When to Call a Professional
This code involves components that are not homeowner-serviceable, so have a licensed HVAC technician diagnose and repair it. Keep in mind:
- The 5-flash code is present at all — isolate the furnace at the breaker and gas shutoff first, then have it inspected before any further operation.
- The burners remain lit, glow, or relight when the furnace should be off.
- The fault appears after moisture, flooding, or recent work near the burners or sensor wiring.
- You smell gas, in which case leave the home immediately and call your gas company from outside.

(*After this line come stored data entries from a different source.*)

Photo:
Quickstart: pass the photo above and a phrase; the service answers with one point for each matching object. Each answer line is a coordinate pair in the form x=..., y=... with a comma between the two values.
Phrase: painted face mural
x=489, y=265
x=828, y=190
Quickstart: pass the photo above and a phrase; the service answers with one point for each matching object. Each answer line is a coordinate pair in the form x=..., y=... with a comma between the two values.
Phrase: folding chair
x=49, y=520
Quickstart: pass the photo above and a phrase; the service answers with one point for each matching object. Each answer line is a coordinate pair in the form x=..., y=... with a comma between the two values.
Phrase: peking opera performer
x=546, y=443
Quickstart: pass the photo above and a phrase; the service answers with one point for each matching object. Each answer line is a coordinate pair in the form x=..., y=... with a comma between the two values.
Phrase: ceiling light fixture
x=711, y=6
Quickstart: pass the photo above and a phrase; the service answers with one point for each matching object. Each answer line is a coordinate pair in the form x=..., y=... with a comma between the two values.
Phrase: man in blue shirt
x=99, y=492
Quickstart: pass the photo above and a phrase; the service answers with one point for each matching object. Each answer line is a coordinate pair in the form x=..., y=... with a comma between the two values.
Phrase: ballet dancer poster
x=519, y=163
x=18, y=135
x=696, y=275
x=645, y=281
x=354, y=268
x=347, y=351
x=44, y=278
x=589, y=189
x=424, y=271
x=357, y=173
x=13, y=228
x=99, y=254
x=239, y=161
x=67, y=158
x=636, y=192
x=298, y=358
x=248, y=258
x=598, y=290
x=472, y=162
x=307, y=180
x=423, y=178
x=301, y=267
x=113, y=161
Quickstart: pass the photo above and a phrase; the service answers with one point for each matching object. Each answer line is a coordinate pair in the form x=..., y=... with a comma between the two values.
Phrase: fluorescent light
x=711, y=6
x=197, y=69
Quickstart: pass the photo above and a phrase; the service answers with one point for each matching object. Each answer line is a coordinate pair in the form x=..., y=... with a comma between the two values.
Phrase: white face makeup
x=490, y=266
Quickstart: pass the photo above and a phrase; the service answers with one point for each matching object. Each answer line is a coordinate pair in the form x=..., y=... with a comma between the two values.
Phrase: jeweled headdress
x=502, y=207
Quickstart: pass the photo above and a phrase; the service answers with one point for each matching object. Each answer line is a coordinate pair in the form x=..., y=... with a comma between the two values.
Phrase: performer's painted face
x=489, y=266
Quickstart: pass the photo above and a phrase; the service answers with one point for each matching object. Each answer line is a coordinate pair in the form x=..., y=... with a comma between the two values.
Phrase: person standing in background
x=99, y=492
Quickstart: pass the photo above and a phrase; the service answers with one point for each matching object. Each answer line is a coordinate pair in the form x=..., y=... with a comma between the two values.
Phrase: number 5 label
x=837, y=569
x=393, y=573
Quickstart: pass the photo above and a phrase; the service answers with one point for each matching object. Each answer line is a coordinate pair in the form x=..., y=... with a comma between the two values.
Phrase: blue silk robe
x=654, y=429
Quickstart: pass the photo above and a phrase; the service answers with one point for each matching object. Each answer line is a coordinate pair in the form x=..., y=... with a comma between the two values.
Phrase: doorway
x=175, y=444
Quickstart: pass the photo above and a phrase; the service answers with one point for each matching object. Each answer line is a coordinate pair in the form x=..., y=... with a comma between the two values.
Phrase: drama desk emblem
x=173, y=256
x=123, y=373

Frequently Asked Questions
Is a 5-flash code on my American Standard AUD1B080A9H31A dangerous?
Treat it as urgent. It usually stems from a flame-sensor wiring short, but it can also mean a gas valve is leaking or stuck open, so shut off the furnace and gas and have a technician diagnose it.
Can I just clean the flame sensor to fix a 5-flash code?
No. Cleaning helps a weak-signal 8-flash code, not a false-flame 5-flash code, which is a wiring, moisture, or gas-valve issue that needs professional diagnosis.
Should I keep resetting the furnace?
No. Because this code can involve unwanted gas flow, repeatedly resetting is unsafe. Isolate the furnace and have it inspected before running it again.